Everyone loves an optimist, so Labour’s Ruth Dyson must be amongst the most-loved MPs.
Her press statements on rising unemployment are always full of good cheer, and Dyson somehow seems blithely unaware of the gloomy economic conditions.
Back in May she caused something of a stir by putting out a press release headed “Labour Force Survey Reflects Stability In The Face Of Economic Challenges”. You’d have thought the unemployment rate had defied the economic downturn and things remained sunny. In fact, the survey reported the biggest jump in jobless in nearly 20 years.
Likewise, today’s next quarterly report on the unemployment rate, which finds an additional 7000 people have lost their jobs in the past three months and the unemployment rate now up another 0.2% to 3.9%, is welcomed by Dyson in a release entitled “New Zealand Economy in Good Hands”.
Ruth should have been a Minister when we had the Erebus crash.

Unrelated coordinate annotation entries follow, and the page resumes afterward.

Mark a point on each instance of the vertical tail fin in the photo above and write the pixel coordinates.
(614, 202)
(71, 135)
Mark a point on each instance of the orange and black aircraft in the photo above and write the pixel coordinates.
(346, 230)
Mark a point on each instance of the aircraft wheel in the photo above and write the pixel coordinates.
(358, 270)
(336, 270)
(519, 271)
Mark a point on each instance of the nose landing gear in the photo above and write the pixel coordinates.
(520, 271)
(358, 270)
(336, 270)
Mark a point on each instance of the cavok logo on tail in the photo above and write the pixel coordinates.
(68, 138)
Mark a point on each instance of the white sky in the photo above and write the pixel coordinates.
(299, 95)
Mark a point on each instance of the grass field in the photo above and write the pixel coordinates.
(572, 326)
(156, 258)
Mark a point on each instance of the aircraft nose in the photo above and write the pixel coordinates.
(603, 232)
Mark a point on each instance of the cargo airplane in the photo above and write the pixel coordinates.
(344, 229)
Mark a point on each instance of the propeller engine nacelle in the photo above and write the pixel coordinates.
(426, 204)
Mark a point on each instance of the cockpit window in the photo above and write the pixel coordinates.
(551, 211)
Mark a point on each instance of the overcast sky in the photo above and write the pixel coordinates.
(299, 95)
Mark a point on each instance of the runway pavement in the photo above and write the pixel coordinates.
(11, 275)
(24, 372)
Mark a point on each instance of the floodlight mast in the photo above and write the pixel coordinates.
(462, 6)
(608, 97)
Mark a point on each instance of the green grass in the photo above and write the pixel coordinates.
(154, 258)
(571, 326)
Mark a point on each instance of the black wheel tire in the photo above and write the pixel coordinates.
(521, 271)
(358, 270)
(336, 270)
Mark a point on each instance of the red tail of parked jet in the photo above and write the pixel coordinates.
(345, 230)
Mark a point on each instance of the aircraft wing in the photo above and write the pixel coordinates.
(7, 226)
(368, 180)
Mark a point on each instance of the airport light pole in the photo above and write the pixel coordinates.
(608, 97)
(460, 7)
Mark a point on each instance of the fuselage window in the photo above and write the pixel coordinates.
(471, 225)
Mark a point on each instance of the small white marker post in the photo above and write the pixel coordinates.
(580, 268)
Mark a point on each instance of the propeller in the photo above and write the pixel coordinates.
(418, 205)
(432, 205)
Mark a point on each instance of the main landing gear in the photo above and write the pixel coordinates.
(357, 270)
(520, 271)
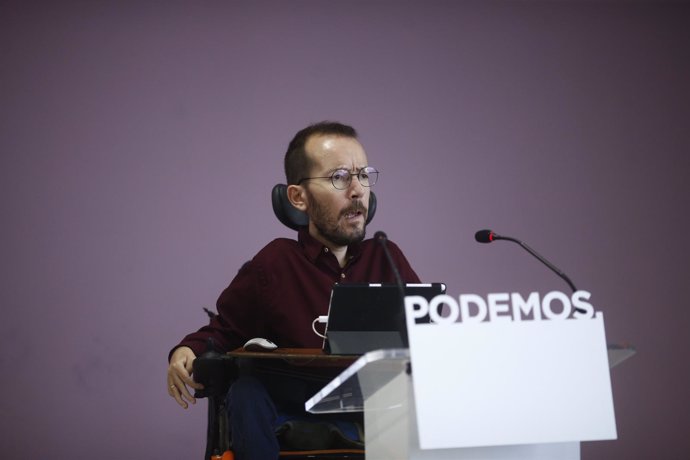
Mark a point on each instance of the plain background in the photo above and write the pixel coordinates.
(139, 142)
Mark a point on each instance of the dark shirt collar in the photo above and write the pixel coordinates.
(313, 248)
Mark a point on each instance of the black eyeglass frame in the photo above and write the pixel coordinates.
(368, 170)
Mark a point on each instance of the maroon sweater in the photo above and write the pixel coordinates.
(286, 286)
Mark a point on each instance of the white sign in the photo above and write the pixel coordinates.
(509, 381)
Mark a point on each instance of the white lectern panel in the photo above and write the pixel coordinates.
(510, 383)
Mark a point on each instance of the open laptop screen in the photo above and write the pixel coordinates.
(366, 317)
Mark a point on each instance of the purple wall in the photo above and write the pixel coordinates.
(139, 142)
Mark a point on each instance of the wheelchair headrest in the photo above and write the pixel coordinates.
(293, 217)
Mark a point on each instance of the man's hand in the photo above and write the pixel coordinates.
(180, 376)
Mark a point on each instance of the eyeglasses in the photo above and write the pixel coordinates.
(341, 178)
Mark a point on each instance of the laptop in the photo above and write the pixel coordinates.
(366, 317)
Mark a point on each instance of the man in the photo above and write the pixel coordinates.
(279, 293)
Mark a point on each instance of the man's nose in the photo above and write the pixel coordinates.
(356, 188)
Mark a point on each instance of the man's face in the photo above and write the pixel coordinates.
(336, 217)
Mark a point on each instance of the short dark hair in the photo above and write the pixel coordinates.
(297, 163)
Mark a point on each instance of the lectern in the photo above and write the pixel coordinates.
(380, 384)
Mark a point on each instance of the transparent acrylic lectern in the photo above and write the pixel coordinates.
(379, 384)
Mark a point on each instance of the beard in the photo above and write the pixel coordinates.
(330, 227)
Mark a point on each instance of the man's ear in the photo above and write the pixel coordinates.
(297, 197)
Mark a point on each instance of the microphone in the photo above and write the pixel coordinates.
(488, 236)
(402, 325)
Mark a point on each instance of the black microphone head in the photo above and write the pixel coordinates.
(485, 236)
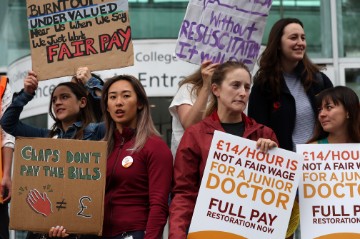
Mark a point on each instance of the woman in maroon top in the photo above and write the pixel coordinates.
(139, 166)
(230, 85)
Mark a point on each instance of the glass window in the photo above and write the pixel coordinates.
(349, 32)
(352, 79)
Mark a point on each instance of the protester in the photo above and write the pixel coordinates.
(283, 94)
(339, 117)
(189, 104)
(69, 109)
(7, 142)
(230, 86)
(139, 165)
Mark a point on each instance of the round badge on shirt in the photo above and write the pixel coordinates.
(127, 161)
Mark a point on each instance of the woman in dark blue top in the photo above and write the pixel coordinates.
(68, 107)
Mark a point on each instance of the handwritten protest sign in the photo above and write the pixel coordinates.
(329, 191)
(58, 182)
(67, 34)
(222, 30)
(245, 193)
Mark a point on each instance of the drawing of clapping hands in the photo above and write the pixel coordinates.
(40, 203)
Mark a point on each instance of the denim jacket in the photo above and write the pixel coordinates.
(11, 123)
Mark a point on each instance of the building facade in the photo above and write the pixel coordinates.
(331, 31)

She may have done a press release highlighting the decline in carbon emissions due to no return trip!
I think Dyson’s skills are being wasted as Minister of Social Development – she could do wonders in the Treasury or the Reserve Bank. Under this minister, Treasury’s report this week warning of recession could have been headed up: “More good news likely on economy” and the bank’s gloomy predictions of 5%-plus unemployment could have been rewritten as “It’s all good here, too”.
Colin does go a bit fuzzy later on with petrol prices though:
Labour will be extremely grateful to whoever bugged the National Party conference for taking bad economic news off the front page. It’s even possible that today’s whitewash from Dyson’s Christchurch colleague Lianne Dalziel on petrol prices will equally disappear with nary a trace, given the media’s perchant for a decent whodunit.
It’s hard to swallow the minister’s recommendation that nothing needs to be done about regulating an industry making $11 billion profits a quarter because it is “fundamentally competitive” and that, essentially, the idea that petrol prices are fast to rise and slow to fall is simply a myth perpetrated by the media.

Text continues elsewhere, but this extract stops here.